I'll state the question from my textbook here:
If $\cos2\theta=0$, then $\begin{vmatrix} 0 & \cos \theta & \sin \theta \\ \cos \theta & \sin \theta & 0 \\ \sin \theta & 0 & \cos \theta \end{vmatrix}^2=$?
This is how I solved the problem:
$\begin{vmatrix} 0 & \cos \theta & \sin \theta \\ \cos \theta & \sin \theta & 0 \\ \sin \theta & 0 & \cos \theta \end{vmatrix}^2$
$= (\cos^3 \theta + \sin^3 \theta)^2$
$= (\cos \theta + \sin \theta)^2(\cos^2 \theta – \cos \theta \sin \theta + \sin^2 \theta)^2$
$= (1+ \sin2\theta)(1-\sin2\theta + \sin^2 \theta \cos^2 \theta)$
$= (1+ \sin2\theta)(1-\sin2\theta) + (1 + \sin2\theta)\sin^2\theta \cos^2 \theta$
$= \cos^2 2\theta + \frac 14 (1 + \sin2\theta)\sin^2 2\theta$
$= \frac 14 (1 + \sin2\theta)\sin^2 2\theta$
Now since $\cos2\theta=0$, $\sin2\theta = \pm 1$.

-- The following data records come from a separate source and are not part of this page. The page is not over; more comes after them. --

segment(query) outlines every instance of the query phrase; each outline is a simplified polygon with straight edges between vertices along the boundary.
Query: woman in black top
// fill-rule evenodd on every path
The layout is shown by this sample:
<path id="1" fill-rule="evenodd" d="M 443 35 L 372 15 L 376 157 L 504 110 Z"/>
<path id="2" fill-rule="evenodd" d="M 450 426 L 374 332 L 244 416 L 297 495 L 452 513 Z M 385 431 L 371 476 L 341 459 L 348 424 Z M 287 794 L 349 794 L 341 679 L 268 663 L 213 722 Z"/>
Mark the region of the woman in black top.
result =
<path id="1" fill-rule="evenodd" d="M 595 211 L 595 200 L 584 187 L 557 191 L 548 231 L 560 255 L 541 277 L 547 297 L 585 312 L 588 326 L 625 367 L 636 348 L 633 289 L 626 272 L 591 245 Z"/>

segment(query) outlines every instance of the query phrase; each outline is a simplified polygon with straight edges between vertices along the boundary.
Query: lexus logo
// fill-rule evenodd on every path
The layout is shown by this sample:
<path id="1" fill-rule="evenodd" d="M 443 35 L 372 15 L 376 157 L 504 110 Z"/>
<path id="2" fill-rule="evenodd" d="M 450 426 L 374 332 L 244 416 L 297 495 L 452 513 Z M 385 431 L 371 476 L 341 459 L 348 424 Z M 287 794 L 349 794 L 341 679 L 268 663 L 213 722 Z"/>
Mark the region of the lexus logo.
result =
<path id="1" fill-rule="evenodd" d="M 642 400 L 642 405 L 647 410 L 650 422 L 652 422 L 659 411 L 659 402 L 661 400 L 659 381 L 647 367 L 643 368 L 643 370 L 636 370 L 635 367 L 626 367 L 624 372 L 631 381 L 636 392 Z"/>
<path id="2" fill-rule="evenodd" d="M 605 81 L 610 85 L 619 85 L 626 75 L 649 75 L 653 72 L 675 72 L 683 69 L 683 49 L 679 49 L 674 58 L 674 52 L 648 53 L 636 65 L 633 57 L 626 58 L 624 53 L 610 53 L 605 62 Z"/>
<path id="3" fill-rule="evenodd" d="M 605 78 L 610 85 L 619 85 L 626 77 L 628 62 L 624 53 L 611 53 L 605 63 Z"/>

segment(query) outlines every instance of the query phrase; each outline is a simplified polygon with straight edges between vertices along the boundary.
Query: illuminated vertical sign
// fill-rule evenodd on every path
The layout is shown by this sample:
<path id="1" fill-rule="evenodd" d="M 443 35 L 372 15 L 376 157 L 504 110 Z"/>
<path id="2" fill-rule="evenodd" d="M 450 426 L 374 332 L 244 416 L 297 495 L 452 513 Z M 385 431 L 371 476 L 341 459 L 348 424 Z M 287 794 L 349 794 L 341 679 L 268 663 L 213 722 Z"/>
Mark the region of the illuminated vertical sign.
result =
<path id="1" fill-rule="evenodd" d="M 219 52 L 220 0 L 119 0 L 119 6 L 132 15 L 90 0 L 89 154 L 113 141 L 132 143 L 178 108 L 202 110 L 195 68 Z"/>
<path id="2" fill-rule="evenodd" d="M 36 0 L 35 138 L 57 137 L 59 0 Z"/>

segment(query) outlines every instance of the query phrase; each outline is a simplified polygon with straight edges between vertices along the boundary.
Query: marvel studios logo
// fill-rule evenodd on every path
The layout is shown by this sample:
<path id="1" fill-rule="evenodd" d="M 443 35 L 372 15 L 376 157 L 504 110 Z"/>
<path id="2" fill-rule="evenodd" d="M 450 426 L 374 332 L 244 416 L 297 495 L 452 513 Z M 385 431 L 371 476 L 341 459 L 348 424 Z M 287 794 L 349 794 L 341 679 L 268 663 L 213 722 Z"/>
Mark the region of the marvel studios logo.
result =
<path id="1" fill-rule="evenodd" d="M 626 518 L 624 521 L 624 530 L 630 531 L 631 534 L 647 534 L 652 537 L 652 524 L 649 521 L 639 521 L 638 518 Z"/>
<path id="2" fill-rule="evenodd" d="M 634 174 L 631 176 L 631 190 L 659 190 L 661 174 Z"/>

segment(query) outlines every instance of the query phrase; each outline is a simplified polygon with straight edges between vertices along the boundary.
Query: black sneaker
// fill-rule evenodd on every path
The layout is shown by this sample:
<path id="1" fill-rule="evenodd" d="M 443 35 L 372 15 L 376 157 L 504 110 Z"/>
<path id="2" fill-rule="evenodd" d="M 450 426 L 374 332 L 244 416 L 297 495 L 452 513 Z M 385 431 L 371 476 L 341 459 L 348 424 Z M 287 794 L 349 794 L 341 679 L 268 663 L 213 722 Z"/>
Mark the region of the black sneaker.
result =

Therefore the above expression can take the values 0 and $\frac12$.
My textbook gives the answer as $\frac12$. I don't see any grounds on rejecting the other answer of 0. Have I made a mistake somewhere? Or am I forgetting something?
Best Answer
When in doubt, use the relations in the original problem. Let $\theta=\frac{3\pi}4$. Then $\cos2\theta=0$, while $\sin\theta=\sqrt2/2=a$ and $\cos\theta=-\sqrt2/2=-a$.
The expression in the question is now $$\begin{vmatrix}0&-a&a\\-a&a&0\\a&0&-a\end{vmatrix}^2$$ Clearly, adding up all three rows of the matrix produces the zero vector, so the whole expression evaluates to zero. Your working is entirely correct: the book is wrong to omit 0 as an answer.
The result of $\frac12$ is obtained with the other principal solution to $\cos2\theta=0$, $\theta=\frac\pi4$.